Maire-info
Le quotidien d’information des élus locaux
Édition du jeudi 9 février 2023
Social

Lutte contre la pauvreté : les maires veulent plus qu'un nouveau « Pacte des solidarités »

Annoncé pour le début d'année, le « Pacte des solidarités » ne devrait être bouclé que fin avril. Le ministère continue la concertation avec les différents acteurs. Mercredi, c'était au tour des élus locaux d'être reçus. 

Par Emmanuelle Stroesser

Ce que l'on sait de ce pacte, c'est qu'il doit prendre le relais de la stratégie de lutte contre la pauvreté, mise en œuvre lors du précédent mandat. Plus précisément, il s'agit de la « prolonger, compléter et amplifier »  indiquait la Première ministre au ministre des Solidarités Christophe Combe en novembre 2022. Ce pacte va tourner autour de quatre axes, que la nouvelle déléguée interministérielle à la pauvreté, Cécile Tagliana, a détaillé aux élus : lutte contre les inégalités dès le plus jeune âge, accès à l'emploi pour tous, prévention de la bascule dans la très grande pauvreté, et « organisation solidaire de la transition écologique ». 

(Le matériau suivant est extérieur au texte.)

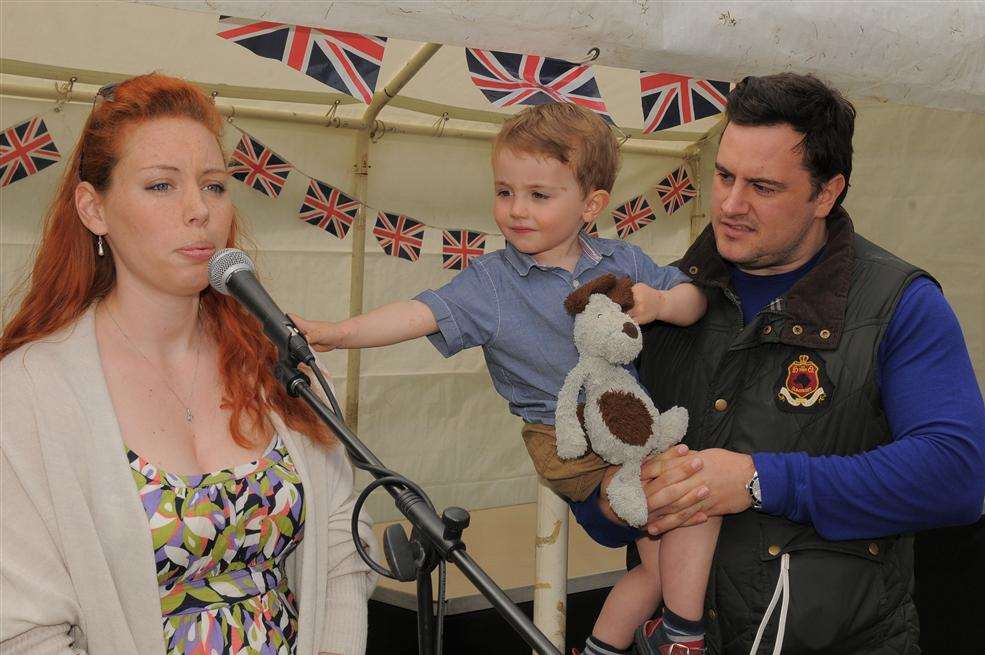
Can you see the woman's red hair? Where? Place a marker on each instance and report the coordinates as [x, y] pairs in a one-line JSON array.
[[68, 276]]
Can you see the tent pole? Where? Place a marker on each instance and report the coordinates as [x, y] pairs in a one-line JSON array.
[[361, 170], [551, 566]]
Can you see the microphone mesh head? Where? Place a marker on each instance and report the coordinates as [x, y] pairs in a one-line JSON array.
[[224, 263]]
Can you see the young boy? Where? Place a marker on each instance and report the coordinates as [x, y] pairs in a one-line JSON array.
[[554, 166]]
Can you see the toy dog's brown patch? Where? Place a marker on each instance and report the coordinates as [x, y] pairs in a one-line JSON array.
[[626, 417], [619, 290]]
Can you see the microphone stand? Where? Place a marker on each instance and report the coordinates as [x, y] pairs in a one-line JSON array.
[[433, 538]]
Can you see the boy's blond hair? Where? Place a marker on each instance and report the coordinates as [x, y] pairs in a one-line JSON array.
[[569, 133]]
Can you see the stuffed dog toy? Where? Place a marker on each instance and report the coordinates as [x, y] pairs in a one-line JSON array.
[[618, 416]]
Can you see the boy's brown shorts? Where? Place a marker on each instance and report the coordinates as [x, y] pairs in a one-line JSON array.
[[574, 479]]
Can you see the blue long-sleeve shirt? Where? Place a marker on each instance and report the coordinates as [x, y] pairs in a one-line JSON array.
[[933, 472]]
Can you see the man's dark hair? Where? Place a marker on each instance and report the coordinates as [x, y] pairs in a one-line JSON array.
[[809, 106]]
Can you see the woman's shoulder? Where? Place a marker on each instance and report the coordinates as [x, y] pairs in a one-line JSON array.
[[46, 355]]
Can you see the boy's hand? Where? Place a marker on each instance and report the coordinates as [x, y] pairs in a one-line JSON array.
[[648, 303], [323, 336]]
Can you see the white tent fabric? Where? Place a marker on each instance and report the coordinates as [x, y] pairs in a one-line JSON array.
[[916, 187], [921, 53]]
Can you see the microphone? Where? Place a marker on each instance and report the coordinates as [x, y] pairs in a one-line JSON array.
[[232, 273]]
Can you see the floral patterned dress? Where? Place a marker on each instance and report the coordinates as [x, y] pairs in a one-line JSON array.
[[220, 542]]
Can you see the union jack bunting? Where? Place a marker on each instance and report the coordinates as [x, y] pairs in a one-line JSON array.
[[344, 61], [458, 247], [507, 79], [25, 149], [675, 190], [399, 236], [329, 209], [633, 216], [257, 166], [671, 100]]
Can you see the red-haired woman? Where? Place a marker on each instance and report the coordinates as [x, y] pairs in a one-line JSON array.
[[154, 472]]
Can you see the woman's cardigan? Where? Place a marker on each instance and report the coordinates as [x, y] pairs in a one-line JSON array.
[[77, 562]]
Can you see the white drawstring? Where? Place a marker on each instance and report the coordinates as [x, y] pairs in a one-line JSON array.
[[782, 587]]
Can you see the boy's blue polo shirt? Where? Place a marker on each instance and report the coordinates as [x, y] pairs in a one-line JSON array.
[[514, 308]]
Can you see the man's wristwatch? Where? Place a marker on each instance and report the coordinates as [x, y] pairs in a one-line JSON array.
[[754, 492]]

Des avancées insuffisantes

L'idée n'est donc pas de faire table rase de ce qui a déjà été mis en place (comme les petits déjeuners à l’école, la cantine à 1 euro, les points conseils budgets) mais « de faire le tri entre ce qui a marché et ce qui a moins bien marché, car visiblement la mise en place n'a pas donné toute satisfaction », résume Élisabeth Blanchet, maire de Chappes, bourg rural de l'Allier, qui représentait l'AMF lors de cette réunion. Sur le papier, les maires signent et adhèrent à beaucoup d'idées évoquées. « Mais nous avons besoin de dépasser le stade des incantations », poursuit l'élue, perplexe. Elle s'en est expliquée lors de la réunion de mercredi : « Nous comprenons la stratégie qui est d'aller vers un maillage fin et des synergies. Et nous adhérons bien sûr au besoin de coordination. Le problème, c’est l'équilibre du partenariat entre l’État et le bloc communal, avec des exigences de l’État mais sans moyens supplémentaires. » 

Or sur le terrain, les réponses restent morcelées, compliquées (avec « le secret professionnel derrière lequel certains s'abritent », « le renvoi de bureau en bureau », etc.). « Nous avons une déperdition phénoménale qui renforce l'impression de déclassement des personnes fragiles et vulnérables. Cette lassitude est telle que certains abandonnent. Certes, nous aidons avec le CCAS, nous avons mis en place la cantine à 1 euro, il y a le guichet unique départemental. Mais cela reste insuffisant. Au niveau local, on continue à tirer des bouts de ficelle. Or les freins des personnes sont multiples, des problèmes de logement, d'accès au numérique... » 

Expérimentations, pactes et alliances en chantiers

Le ministère souhaite lancer une nouvelle expérimentation, « territoires zéro non-recours »  pour aller plus loin dans l'accès aux droits. « Une idée intéressante », estime l'élue. 

Des nouveaux « pactes locaux de solidarité »  seront proposés sous convention avec l’État. Cela ne devrait concerner que les conseils départementaux, les métropoles et éventuellement quelques communes connaissant des difficultés sociales importantes. Un point qui fait réagir Élisabeth Blanchet, qui veut attirer l'attention sur les risques d'inégalité accrus entre territoires et notamment entre territoires ruraux. Et craint que « l’État se désengage de missions pour les redonner aux collectivités », sans que celles-ci soient davantage outillées, notamment en ressources humaines.

Il est également prévu que les « commissaires à la pauvreté »  animent des « alliances locales de lutte contre la pauvreté »  avec tous les acteurs, publics, associatifs, privés… « Ce sera une bonne occasion de connaître ces commissaires », ironise Élisabeth Blanchet. La maire espère surtout qu'un acteur déjà bien identifié, l'Éducation nationale, sera, lui, réellement impliqué dans ce pacte. Un point sur lequel elle a insisté auprès du ministre. Mais sans véritable réponse qui indiquerait un changement profond.